Friday, July 28, 2017

Chariton and railroading's "Great Upheaval" of 1877

The tracks were rusty and all was eerily quiet around Chariton's 1872 C.B.&Q. Depot for a few days during late July 1877.

"It looks a little odd to see the iron tracks about the depot covered with rust," The Patriot editor wrote in his edition of Wednesday, Aug. 1, 1877. "It is the first time since the rail was built but what the tops of the rails were bright from the moving trains."

Those trains had begun moving into Chariton on newly completed Burlington & Missouri River Railroad tracks 10 years earlier, during early July 1867. In the intervening years, the B.&M.R. line had been taken over by the Chicago Burlington & Quincy. The tracks across southern Iowa to the Missouri River by 1877 were  among the busiest in the nation.

But as the nationwide railroad strike of 1877 --- sometimes called the Great Upheaval --- spread into southern Iowa, the freights stopped rolling on Wednesday, July 25, and the last passenger train, at 2 p.m. on Thursday, July 26.


The Long Depression, which had commenced with the financial panic of 1873, had among other things resulted nationwide in layoffs and wage cuts within the nation's burgeoning railroad industry.

The Great Upheaval began on July 14 in Martinsburg, West Virginia, after officials of the Burlington & Ohio Railroad announced the third round of wage cuts that year. Striking workers blockaded the trains at Martinsburg, the governor called out the state militia to restore service but soldiers refused to fire on striking workers and so the governor appealed for federal troops.

In the days that followed, the strike spread west. In this instance, the largely rural population was in general supportive of the striking workers; business leaders had mixed feelings --- many felt they were being taken advantage of by the railroads but also realized that they couldn't remain in business without them.

The strike in Iowa began with large meetings of C.B.&Q. workers in Creston, Ottumwa and Burlington on July 23. The workers drew up demands and launched the strike on July 25 when freight traffic was halted.

Charles E. Perkins, then the C.B.&Q. vice-president in charge at Burlington, ordered an end to passenger service the next day to put the squeeze on both the rail workers and those who supported them across the state.

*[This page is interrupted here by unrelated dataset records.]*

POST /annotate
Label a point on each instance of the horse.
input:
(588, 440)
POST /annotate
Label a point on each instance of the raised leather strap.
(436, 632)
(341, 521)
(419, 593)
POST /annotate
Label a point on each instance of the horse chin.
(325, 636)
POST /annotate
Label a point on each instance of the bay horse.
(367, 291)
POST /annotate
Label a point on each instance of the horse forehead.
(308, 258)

Perkins was a skilled strategist and, working in conjunction with influential business interests in Burlington and elsewhere, engineered an end to the strike using a combination of cajolery and threats. The strike ended at Creston on Aug. 1 and, after that, rail traffic flowed freely again.

Perkins' effort was aided by the fact that the strike was collapsing nationwide at the time. He was skillful enough to head off long-term hostility between worker, rail and business interests. There was no violence either --- and up to a hundred people had died in strike-related violence elsewhere in the country.


Here's how The Patriot reported "The Strike in Chariton" in its edition of August 1:

"The present railroad strike has affected all parts of the country. We dougbt whether there is any remote area of the Union that has been free from a shortage of goods lost or some other reminder of the strike that has doubtless come to every cross road and post office and store in the land.

"In Chariton, the effect was equal to bringing together some three or four Sundays.

"From Thursday last week, at 2 p.m., until Monday of this week at the same time not a wheel rolled over the track nor a whistle or engine bell was heard in our town. The freight trains all stopped on Wednesday of last week and up to time of going to press not one car for the transportation of goods has passed through or even been moved on the side track, although the mail trains are now running about as usual.

"The Branch train (southwest to St. Joseph) was off Friday and Saturday. The mail train on Monday was in charge of a United States Marshal and it is said that at Ottumwa he had to threaten arrest before the engineer could be induced to run from there west.

"The section men were stopped from work by a squad from Woodburn and various rumors were put afloat during the quiet days that caused more or less excitement.

"The train going west on Monday night last remained here some ten hours, fearing that trouble would befall it if it attempted to push past Woodburn, Creston and other rebellious towns west of this place.

"During the whole time, however, not an angry word was heard nor any species of violence attempted at Chariton ---- it was all distressingly quiet. The engineers are still holding out for rmore wages and it is not known when the freight traffic will be resumed.

"Later --- The freight trains have begun to move."


The Patriot also published on Aug. 1, the following order that had been issued by the C.B.&Q. management:

"After today, Monday, July 30, all employees who have not reported their willingness to resume work at once will be deemed to have severed their connection with the company and others will be employed in their places. Ample time for sober reflection has been given and it is hoped that the men will generally resume their places. No one will be discharged for having participated in the strike, in case they signify their readiness for duty by twelve (12) o'clock tonight. After the business of the road has resumed its regular channels, the company will be ready to consider any grievances."